The thin cop’s friendly expression faltered into a frown. What had he asked?
Brewster tried to focus. “I knew Carla, but I didn’t know about…” He couldn’t finish.
“We have forensic evidence,” Jonesy said, “strands of hair on her coat.”
Brewster reached into his back pocket. “If I give you my comb, will you guys hit the road?”
CHAPTER 24
Alone with his thoughts
Brewster stared out his living room window as a spectator in what had to be somebody else’s unraveling life. The cops lingered on the sidewalk in full view of his nosy neighbors before getting into an unmarked car. All in all, a pretty good show for Emily Saunders, who still dragged a rake across the same patch of grass, bent on seeing the final act through to the end.
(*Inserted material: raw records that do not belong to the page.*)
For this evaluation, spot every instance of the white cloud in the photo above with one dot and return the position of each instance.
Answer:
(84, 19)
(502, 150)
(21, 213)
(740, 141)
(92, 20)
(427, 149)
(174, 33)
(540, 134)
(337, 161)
Finally, the three faces of death sped away with scythes in tow.
Brewster collapsed into a chair and turned a misty gaze to the spot in the street where Carla had appeared at the midnight hour of a magical night. Three cops had just rewritten history into a horror story, claiming she’d already been dead for a year.
He fought the overwhelming sadness fogging his vision by using a coping mechanism honed from many stressful episodes at work. He closed his eyes, relaxed his arms on the chair rests, took deep breaths, and drifted away. Only with a calm spirit could he sift through the chaos of bewilderment, disorientation, grief, and anger setting his entire body into a jittery tingle. Every problem had a solution, every story two sides, every thesis an antithesis. He needed a new angle to rally his hope around.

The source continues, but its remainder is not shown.